Justice Anthony Kennedy, expected to cast the deciding vote, appears undecided. He ruled in favor of marriage equality in 2015, but expressed concerns that Colorado had not shown enough tolerance for Phillips’ faith.

Phillips has argued that his Christian faith prevents him from making the couple a cake and that forcing him to do so would violate his right to free speech. LGBTQ advocates point out that a ruling for Phillips would allow businesses to use religion to discriminate.

“The breadth of the rights they seek is really quite extraordinary,” says Ria Tabacco Mar, Staff Attorney for the American Civil Liberties Union. “The court has never before recognized a constitutional right to discriminate.”

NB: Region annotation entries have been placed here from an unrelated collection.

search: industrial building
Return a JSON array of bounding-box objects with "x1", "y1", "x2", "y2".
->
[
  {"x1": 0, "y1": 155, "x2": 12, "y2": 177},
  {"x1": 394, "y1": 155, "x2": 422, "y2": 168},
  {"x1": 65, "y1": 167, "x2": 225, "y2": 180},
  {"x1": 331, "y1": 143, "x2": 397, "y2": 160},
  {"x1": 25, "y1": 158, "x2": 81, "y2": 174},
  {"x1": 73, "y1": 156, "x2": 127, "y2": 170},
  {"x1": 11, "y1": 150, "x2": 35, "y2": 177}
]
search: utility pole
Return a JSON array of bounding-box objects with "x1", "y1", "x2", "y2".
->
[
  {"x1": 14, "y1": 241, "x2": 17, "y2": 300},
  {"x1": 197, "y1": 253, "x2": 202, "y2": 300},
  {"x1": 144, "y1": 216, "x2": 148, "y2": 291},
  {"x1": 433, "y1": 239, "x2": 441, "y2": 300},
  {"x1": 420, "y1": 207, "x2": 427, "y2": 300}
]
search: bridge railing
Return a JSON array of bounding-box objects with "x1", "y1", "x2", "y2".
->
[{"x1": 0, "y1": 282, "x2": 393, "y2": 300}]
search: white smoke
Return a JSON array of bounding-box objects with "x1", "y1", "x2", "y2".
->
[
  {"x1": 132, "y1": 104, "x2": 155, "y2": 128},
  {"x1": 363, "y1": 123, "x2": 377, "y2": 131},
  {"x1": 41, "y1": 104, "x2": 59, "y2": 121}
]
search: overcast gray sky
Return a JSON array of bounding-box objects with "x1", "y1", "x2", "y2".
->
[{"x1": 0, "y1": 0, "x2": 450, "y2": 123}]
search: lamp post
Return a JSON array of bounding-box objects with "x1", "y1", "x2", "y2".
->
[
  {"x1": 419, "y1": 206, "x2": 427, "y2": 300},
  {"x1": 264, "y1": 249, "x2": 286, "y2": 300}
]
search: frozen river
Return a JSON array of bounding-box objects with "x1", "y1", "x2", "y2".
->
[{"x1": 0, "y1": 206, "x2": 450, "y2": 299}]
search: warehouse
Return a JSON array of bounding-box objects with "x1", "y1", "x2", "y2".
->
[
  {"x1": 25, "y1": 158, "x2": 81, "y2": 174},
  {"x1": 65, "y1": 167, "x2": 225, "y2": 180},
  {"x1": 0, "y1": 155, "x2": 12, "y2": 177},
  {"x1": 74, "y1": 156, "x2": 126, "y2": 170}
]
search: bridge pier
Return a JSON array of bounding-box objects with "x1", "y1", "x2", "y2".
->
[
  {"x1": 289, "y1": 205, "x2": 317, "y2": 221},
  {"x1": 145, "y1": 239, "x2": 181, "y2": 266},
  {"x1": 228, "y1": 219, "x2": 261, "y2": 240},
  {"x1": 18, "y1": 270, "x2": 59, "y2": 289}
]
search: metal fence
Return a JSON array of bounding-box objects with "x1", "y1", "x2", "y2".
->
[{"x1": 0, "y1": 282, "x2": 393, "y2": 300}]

According to Mar, that kind of ruling for Phillips would be so dramatic, it’s hard to imagine. But experts agree, it could obliterate protections not just for LGBTQ people, but for people of color, people with disabilities, women and other vulnerable groups.

“At stake is the basic principle that everyone should be able to be served at a restaurant regardless of who they are,” says Janson Wu, executive director of GLBTQ Legal Advocates & Defenders in Massachusetts.

Massachusetts, long hailed as a beacon of LGBTQ rights and the first state to win marriage equality in 2014, is facing its own battle. Voters will decide next year if they want to repeal transgender protections, which took effect last year.

Wu is not counting on the state’s progressive reputation to defeat the repeal effort.

“I think people maybe have the false confidence that Massachusetts will easily vote this down,” Wu says. “People are hell bent on making an example of Massachusetts.”

A loss in Massachusetts, he says, would embolden anti-gay activists from coast to coast in states where LGBTQ anti-discrimination protections are still sorely needed, especially as the Supreme Court weighs cases like Phillips’.

But Tuttle says, don’t expect a sweeping defeat in the Masterpiece Cakeshop Case.

“It just hard for me to believe that Justice Kennedy would accept a complete exemption from anti-discrimination norms,” he says.

If anything, he says, the court would carve out a narrow win for Phillips, very specific to him in attempt to prevent the catastrophic undoing of protections that advocates fear.
Mar also remains cautiously optimistic.

“It’s important to remember that the court could write its opinion in a lot of different ways,” she says.